6. Practical Implications, Model Selection, and Technical Significance
DeepSeek-Prover-V1.5’s design enables robust and versatile Lean formalization workflows:
- Unified Model & Search Interface: The same model supports both fast, single-pass generation (for easy theorems) and iterative, correction-rich search (for harder theorems or ambiguous spaces).
- Scalable Formal Reasoning: Tree search and state annotation strategies support efficient exploration of large proof spaces, essential for competition-level and university-level problems.
- Reproducible Formalization: Direct Lean 4 feedback loop guarantees solution correctness, offering a practical foundation for integrating LLMs with interactive theorem proving.
- Model Selection Guidance: Provides actionable insights for real-world deployment, with performance tiers across logical reasoning, planning, and text-centric tasks as detailed in (Zhao et al., 16 Feb 2025).
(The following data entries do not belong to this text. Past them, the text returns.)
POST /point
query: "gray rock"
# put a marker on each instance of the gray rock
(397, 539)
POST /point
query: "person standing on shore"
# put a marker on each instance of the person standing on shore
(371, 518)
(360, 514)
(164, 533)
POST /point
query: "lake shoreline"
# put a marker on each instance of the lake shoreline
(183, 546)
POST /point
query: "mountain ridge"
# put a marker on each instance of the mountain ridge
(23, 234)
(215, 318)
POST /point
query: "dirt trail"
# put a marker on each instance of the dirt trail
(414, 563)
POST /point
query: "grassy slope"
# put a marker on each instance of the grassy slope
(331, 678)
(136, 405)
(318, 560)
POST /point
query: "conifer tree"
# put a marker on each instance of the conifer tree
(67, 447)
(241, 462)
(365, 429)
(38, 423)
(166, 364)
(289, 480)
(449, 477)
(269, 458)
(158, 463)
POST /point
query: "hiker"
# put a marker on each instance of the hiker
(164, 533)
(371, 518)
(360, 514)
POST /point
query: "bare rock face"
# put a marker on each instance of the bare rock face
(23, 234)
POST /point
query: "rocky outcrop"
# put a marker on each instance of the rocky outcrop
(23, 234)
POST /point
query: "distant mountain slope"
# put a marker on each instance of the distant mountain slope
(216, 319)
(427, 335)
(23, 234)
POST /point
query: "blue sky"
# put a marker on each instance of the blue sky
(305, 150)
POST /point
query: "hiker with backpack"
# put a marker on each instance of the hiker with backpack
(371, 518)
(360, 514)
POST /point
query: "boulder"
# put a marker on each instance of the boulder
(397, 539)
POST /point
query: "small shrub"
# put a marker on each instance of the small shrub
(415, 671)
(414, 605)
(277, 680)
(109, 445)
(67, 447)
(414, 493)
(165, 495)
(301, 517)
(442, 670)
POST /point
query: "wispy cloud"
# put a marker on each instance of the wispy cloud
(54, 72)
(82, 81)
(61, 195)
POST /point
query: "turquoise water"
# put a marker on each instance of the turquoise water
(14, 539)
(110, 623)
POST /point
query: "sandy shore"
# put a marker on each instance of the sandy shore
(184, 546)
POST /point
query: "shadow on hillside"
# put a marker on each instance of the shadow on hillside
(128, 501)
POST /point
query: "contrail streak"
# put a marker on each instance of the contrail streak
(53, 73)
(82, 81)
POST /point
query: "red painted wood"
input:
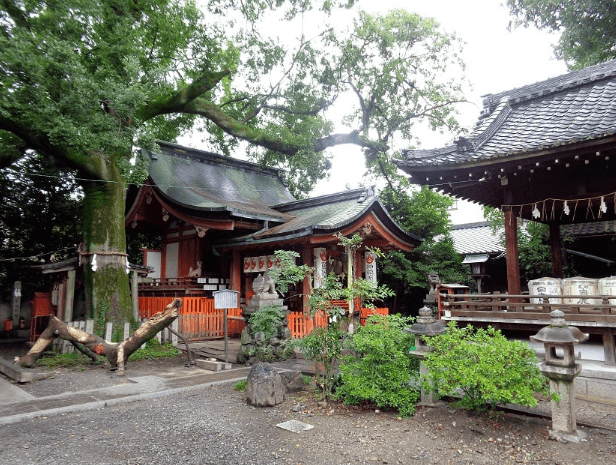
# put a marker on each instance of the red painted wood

7. Context, Related Methodologies, and Limitations
DeepSeek-Prover-V1.5 advances over DeepSeek-Prover-V1 principally through the inclusion of RLPAF, thought-augmented data, and search-centric methodologies. However, subsequent models such as Goedel-Prover (Lin et al., 11 Feb 2025), Leanabell-Prover (Zhang et al., 8 Apr 2025), and MA-LoT (Wang et al., 5 Mar 2025) demonstrate further gains, exploiting even larger datasets, multi-agent chain-of-thought reasoning, and diverse formalization styles.
Limitations:
- Reasoning enhancements may reduce performance on text-centric tasks; users should consult benchmarking tables and model selection charts (Zhao et al., 16 Feb 2025).
- Sample efficiency improves with hybrid search and RL alignment but may be limited for certain problem distributions.
- For tasks requiring nuanced text understanding, entity extraction, or named entity recognition, alternative model families (Qwen, Llama) or instruction-tuned baselines may be preferable for cost-sensitive deployment.
In summary, DeepSeek-Prover-V1.5 embodies a modern, reward-aligned, and search-integrated approach for Lean 4 formal theorem proving, establishing strong new benchmarks in accuracy and proof space exploration efficiency. Its architecture and training regimen serve as a reference for subsequent advancements in automated formal mathematical reasoning.